Welcome to October! Today must be Poll Day, as media groups try to determine the lay of the land ahead of the first debate on Wednesday. The new Washington Post/ABC News poll put the national race in a virtual tie at 49/47 for Barack Obama, and so does the new Politico/GWU Battleground Poll. In both cases, the national results look more or less like stasis, except the Battleground poll shows a little movement for Romney among independents — and a slight slackening of Democratic enthusiasm:
A new POLITICO/George Washington University Battleground Poll of likely voters shows President Barack Obama ahead 49 percent to 47 percent, a point closer than a week ago and still within the margin of error.
Romney now leads by 4 points among independents, up slightly from a week ago. The Republican must overperform with that group to make up for the near monolithic support of African-Americans for Obama, as well as the huge Democratic advantage among Latinos and women.
I’m not sure that’s true, although it could be. Obama won independents by eight on his way to a seven-point overall victory in 2008, and arguably the turnout among those minority groups was historic in support of Obama. Unless they’re planning to turn out in even bigger numbers this time around, Obama can’t afford to lose independents.
Speaking of turnout …
Democratic intensity has slipped slightly to 75 percent. A week before last, still in the afterglow of their convention, 81 percent of Democrats called themselves “extremely likely” to vote. Republican enthusiasm, meanwhile, held steady around 80 percent.

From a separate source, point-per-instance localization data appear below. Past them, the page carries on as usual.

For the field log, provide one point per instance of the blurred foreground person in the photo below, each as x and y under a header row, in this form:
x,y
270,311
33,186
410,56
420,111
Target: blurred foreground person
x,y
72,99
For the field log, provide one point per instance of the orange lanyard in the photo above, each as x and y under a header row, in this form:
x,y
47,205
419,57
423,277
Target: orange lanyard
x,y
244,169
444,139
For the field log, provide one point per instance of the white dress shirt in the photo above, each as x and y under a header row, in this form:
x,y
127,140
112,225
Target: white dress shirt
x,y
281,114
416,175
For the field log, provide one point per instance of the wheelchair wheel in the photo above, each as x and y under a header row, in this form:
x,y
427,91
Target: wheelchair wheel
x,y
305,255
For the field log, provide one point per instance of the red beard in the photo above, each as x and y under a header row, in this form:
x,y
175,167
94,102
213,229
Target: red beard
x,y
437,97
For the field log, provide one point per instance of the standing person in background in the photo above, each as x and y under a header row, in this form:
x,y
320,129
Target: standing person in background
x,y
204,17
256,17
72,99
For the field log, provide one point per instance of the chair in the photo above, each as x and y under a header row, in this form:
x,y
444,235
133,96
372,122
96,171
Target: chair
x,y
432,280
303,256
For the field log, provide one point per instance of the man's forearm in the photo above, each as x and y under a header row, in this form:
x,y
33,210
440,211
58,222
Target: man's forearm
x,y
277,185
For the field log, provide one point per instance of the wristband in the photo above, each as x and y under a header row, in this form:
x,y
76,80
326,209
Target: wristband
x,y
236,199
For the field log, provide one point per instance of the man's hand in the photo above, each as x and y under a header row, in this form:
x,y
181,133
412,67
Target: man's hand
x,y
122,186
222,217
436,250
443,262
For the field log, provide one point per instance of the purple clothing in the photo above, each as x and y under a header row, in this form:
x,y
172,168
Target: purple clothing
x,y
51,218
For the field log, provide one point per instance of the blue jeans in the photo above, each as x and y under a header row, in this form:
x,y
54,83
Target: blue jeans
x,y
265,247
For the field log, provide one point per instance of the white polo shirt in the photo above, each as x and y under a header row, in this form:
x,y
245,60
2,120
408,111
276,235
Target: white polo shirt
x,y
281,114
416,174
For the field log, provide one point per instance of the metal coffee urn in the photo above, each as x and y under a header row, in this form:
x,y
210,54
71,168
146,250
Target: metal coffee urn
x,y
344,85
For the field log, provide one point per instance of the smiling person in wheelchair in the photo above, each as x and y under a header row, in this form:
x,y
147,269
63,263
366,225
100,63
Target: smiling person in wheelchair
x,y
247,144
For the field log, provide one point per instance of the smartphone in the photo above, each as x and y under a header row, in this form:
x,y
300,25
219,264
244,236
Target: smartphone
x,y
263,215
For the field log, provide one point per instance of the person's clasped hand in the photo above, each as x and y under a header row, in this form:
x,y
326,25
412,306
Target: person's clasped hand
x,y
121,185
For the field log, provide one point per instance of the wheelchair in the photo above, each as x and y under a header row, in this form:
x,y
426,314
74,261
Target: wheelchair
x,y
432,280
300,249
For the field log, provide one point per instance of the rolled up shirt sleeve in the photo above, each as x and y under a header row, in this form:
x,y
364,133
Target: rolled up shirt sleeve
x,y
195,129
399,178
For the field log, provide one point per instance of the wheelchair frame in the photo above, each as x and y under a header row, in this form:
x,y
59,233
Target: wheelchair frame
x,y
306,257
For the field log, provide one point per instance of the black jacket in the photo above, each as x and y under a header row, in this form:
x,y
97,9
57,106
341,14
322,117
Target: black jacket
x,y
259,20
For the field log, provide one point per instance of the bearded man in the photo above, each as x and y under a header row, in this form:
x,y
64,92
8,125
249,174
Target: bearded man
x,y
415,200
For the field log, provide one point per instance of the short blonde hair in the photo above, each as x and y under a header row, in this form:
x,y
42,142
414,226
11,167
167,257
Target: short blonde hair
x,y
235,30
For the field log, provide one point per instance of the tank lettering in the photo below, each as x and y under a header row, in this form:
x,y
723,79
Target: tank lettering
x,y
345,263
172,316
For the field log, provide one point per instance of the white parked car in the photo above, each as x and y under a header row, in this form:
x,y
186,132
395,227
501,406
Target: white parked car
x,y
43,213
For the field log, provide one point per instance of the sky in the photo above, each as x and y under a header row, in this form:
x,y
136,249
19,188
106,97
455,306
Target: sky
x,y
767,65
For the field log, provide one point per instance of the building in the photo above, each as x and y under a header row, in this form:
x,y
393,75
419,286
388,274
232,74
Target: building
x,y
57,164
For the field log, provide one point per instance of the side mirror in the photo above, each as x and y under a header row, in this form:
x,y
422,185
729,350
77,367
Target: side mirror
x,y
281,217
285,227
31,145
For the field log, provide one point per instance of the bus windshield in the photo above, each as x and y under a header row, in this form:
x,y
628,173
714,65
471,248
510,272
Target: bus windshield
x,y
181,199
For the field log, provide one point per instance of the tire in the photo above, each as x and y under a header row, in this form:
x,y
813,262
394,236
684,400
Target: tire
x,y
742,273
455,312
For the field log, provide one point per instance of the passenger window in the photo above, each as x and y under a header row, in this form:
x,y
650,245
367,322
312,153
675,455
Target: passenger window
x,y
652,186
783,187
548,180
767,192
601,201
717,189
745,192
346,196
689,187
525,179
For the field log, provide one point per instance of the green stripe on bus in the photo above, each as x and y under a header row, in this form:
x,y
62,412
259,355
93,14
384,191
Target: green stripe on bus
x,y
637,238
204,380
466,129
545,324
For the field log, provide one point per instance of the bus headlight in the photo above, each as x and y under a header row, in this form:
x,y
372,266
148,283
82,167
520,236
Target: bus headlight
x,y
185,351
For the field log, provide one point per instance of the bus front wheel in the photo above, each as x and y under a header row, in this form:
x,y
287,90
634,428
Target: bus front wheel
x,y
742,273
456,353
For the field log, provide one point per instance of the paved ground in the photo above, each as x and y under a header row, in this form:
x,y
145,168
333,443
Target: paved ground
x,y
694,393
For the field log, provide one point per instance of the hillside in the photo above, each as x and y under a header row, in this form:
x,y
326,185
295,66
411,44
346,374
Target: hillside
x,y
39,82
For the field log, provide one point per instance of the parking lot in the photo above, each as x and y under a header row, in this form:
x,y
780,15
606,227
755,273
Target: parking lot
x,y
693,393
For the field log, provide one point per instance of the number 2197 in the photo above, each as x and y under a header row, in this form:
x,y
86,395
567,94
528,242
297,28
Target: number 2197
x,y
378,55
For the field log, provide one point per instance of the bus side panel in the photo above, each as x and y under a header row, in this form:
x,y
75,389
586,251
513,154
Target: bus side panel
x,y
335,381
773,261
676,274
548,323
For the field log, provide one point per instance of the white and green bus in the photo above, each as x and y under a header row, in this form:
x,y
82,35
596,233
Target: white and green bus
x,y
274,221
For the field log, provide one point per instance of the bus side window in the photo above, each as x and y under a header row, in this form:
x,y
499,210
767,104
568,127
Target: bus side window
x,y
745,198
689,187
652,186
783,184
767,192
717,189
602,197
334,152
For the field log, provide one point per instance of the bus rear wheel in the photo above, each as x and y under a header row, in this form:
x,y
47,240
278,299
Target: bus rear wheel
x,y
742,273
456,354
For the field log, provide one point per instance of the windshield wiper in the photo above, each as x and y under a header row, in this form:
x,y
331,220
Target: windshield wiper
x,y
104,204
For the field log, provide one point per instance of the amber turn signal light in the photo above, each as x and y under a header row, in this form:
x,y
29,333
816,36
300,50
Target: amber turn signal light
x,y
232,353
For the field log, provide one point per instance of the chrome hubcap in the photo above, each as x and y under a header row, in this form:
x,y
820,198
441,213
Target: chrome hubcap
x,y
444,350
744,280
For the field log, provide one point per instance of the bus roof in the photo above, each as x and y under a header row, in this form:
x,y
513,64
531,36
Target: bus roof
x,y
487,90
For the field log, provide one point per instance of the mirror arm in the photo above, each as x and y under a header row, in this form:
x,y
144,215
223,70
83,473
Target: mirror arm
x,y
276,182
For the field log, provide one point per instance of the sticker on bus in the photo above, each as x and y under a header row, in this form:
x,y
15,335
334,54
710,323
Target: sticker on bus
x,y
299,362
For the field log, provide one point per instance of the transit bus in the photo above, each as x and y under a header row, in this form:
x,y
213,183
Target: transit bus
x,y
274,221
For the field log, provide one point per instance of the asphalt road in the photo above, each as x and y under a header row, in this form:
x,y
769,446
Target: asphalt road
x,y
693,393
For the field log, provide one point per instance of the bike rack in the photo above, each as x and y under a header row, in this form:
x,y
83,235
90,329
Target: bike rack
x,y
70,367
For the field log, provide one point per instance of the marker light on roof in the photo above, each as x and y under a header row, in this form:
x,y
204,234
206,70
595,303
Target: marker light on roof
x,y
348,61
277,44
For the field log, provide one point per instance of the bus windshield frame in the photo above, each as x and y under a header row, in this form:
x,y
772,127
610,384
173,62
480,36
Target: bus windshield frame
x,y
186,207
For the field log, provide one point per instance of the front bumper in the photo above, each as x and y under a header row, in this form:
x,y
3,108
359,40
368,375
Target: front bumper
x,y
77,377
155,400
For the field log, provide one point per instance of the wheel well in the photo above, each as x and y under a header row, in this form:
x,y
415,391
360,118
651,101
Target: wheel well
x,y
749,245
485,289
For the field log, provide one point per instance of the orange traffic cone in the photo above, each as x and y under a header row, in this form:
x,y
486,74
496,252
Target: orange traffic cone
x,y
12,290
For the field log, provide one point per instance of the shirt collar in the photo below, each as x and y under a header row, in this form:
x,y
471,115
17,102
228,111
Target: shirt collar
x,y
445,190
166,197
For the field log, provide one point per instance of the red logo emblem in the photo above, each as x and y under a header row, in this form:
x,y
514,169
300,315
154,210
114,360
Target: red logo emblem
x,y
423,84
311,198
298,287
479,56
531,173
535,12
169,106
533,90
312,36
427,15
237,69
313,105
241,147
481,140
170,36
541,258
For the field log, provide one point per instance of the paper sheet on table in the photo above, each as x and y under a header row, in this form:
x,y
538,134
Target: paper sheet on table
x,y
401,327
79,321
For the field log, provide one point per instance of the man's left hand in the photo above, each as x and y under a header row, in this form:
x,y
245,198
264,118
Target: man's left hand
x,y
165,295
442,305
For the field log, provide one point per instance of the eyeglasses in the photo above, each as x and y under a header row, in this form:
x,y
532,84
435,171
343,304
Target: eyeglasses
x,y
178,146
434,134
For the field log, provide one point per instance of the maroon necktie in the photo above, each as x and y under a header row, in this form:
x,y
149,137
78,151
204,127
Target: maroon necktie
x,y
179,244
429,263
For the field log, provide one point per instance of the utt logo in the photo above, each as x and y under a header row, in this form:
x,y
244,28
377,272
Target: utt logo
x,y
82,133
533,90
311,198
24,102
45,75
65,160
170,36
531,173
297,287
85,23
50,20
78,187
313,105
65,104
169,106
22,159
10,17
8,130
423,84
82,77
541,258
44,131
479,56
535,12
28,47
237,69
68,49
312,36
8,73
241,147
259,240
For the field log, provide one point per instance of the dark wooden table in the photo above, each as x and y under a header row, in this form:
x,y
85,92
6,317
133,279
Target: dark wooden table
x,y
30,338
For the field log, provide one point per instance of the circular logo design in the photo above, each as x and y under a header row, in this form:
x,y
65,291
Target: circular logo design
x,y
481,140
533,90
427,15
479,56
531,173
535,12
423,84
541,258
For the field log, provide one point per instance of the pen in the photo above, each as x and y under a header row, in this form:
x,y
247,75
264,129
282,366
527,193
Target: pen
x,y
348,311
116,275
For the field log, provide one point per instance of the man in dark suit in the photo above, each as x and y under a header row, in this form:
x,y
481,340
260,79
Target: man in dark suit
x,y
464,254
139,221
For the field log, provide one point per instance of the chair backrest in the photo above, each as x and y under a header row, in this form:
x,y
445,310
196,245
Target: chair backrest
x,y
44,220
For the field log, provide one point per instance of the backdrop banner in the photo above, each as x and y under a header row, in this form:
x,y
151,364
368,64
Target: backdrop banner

The Democratic strategy has clearly been a base-turnout model, which requires a lot of enthusiasm among the party faithful. If that has begun to slack off, Democrats can’t afford to lose independents to Romney unless they can suppress Republican and independent turnout. That’s what they’ve tried to do with their Romney-just-might-be-a-felon! campaign this summer, but so far it doesn’t appear to be succeeding.
There isn’t any sampling data for the Battleground poll, but the topline result of a virtual tie seems to be right in line with reality. In lieu of sample analysis, I’ll leave readers with these thoughts from Jim Geraghty:
Now, when we see small shifts of one or two points week to week, we shouldn’t make that big a deal out of it, whether the news is good or bad. But when Obama is ahead by 2 in these two, ahead by 2 in Rasmussen’s tracking poll, and up 5 in Gallup’s tracking poll… the idea that Obama has a small but consistent lead seems increasingly plausible, with he in the high 40s and Romney in the mid 40s. A tough climb ahead for Romney, but not an insurmountable one, since the remaining undecideds are unlikely to hold many more votes for the incumbent.
One of the factors that is striking about recent polling is the intense divide on perceptions of how the country is doing. In the Battleground poll: “Among all likely voters, 56 percent say the country is on the wrong track. This number has fallen because 72 percent of Democrats and 73 percent of African-Americans now say the country is on the right track. Yet two in three independents still think the country’s on the wrong track.”
The term “faith-based initiative” comes to mind.
Nothing changes until at least after this week’s debate, and it might take all three to break one candidate out from the other.